Foto: Peter Schöne und der Musiker Stephan Ullrich in "Die schöne Magelone". © Hans Juergen Landes
Text:Andreas Falentin, am 20. Februar 2013
Brahms‘ Liederzyklus „die schöne Magelone“ gilt als schwerfällig, reizarm und ein wenig oberflächlich. Der Dirigent Harry Curtis und die Regisseurin Sibylle Broll-Pape haben ihn jetzt in Bochum völlig neu gehört und angerichtet. Man kann von einer Befreiung sprechen. Curtis und Broll-Pape sehen „die schöne Magelone“ nicht wie üblich in der Tradition der romantischen Liederzyklen und –kreise seit Schubert und Schumann, eher als innehaltende, gelassen zurückschauende Reflexion der Entstehung eben dieser Tradition. So muss diese Musik nicht bieten, was sie nicht hat: tiefer gehende Gefühle, eine Anmutung existenzieller Gefährdung. Die ungewöhnliche, hörenswerte Melodik, die unangekränkelte Lebensfreude der Komposition rücken wie von selbst in den Mittelpunkt.

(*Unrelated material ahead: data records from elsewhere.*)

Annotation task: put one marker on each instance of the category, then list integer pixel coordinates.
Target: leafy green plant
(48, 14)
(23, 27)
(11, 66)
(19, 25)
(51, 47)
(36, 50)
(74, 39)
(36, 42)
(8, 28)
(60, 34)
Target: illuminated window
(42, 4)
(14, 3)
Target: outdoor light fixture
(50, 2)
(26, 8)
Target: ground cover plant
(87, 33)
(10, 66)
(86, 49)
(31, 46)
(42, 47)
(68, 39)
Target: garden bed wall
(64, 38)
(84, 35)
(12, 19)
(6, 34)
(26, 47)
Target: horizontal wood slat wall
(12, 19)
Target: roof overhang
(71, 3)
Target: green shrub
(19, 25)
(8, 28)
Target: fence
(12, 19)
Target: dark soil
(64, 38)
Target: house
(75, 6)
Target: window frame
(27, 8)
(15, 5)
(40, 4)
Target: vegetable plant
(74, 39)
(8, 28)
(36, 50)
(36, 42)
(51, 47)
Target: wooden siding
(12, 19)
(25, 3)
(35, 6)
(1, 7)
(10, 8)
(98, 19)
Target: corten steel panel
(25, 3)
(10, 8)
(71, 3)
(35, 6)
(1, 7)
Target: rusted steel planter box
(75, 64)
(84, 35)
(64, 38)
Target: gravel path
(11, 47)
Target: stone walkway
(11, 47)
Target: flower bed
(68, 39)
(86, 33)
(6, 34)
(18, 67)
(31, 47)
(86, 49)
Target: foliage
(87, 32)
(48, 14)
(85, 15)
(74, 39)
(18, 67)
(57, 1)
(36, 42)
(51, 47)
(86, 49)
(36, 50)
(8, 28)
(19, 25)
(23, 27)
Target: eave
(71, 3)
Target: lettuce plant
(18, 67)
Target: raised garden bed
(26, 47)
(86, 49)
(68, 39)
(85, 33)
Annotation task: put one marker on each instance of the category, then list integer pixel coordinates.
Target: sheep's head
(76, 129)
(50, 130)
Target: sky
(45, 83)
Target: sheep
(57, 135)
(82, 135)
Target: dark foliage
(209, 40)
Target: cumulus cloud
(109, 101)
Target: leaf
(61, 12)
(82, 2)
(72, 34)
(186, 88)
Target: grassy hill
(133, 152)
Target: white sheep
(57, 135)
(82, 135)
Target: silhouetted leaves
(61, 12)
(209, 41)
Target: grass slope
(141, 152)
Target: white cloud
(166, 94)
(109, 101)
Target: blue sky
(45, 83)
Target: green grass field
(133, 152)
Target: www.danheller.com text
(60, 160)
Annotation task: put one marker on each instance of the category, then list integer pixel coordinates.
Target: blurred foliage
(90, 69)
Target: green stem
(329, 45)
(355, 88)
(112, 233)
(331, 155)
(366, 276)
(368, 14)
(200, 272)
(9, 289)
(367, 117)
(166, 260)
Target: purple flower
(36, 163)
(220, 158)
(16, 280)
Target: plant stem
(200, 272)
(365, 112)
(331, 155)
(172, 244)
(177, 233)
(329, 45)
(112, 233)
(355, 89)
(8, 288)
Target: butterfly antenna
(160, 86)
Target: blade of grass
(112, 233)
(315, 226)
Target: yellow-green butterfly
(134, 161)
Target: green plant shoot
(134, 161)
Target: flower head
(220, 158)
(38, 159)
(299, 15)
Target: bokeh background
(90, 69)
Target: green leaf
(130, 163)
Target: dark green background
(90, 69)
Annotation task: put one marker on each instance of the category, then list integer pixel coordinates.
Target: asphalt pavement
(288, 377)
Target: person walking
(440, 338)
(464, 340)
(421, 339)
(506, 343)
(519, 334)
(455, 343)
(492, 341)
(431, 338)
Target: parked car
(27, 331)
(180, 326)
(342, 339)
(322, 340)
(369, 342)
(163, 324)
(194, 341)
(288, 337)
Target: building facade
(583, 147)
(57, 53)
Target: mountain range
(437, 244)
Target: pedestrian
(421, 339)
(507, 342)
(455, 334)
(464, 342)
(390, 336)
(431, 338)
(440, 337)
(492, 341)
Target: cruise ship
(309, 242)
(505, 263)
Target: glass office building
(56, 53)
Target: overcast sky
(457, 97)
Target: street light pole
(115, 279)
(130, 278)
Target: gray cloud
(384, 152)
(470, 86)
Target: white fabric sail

Präsentiert wird die immer wieder ironisch aufgebrochene theatralische Darstellung eines Erzählvorgangs an sich. Gleich zu Beginn streift sich der Schauspieler Stephan Ullrich Archivarshandschuhe über und schlägt einen angestaubten Folianten auf. Seine behutsamen Bewegungen, sein enthusiastischer Blick erzählen von einer Faszination für alte, immer wieder erzählte Geschichten. Eine davon, in Bochum kaum mehr als ein Beispiel, ist die Erzählung vom Grafensohn Peter und seiner Magelone, vom sich Finden und –Verlieren, von der schlussendlichen glücklichen Vereinigung in der bukolischen Idylle.
Der frappierend wortverständliche und körperlich sehr bewegliche Bariton Peter Schöne singt die 15 Lieder mit Texten von Ludwig Tieck wunderbar – weich, schlank strömend, aber immer klangsinnlich. Sein Ort sind die drei quadratischen Spielflächen, die Trixy Royeck mit Objekten aus der Schnittmenge von Romantik und Kitsch ausgestattet hat. Der Schauspieler weist dem Sänger immer wieder seinen Platz an, lässt ihn sozusagen singen und „begleitet“ ihn von einem Tisch an der Seite, auf dem er kleine, zweidimensionale Objekte anordnet, die per Videokamera auf die Bühne projiziert werden. Diese liebevollen Arrangements wirken unaufdringlich und nicht selten witzig. Sie stellen sich nicht vor den theatralischen Prozess, sondern lenken den Blick des Zuschauers distanzierend auf den Erzählvorgang, genau wie die schlichte Tatsache, dass in diesem ästhetischen Umfeld gesungen wird.
Weitere Zutaten des nie wohlfeilen Abends sind die treffsicheren Zwischentexte Martin Walsers und Heribert Breuers Transkription der Klavierbegleitung für Bläser- und Streichquintett. Die Texte, von Stephan Ullrich souverän, mal augenzwinkernd, mal feurig vorgetragen begeistern durch eine, besonders im Werk Walsers, seltene Mischung aus Poesie und unerwartet heiterer Ironie, die 2008 uraufgeführte Orchesterfassung gießt Farben aus über Brahms‘ eher spröden Klavierpart und die Schauplätze der Handlung und scheut vor schrägen Klangreibungen nicht zurück. Die Wiedergabe durch Harry Curtis und Solisten der Bochumer Symphoniker lässt keine Wünsche offen. Am Ende liegt das alte Buch mitten auf der Bühne als Verweis auf die (Heil-)Kraft des Erzählens, der das kleine Theater einen phasenweise beglückenden, durchgängig unterhaltsamen Theaterabend auf hohem Niveau abgewonnen hat.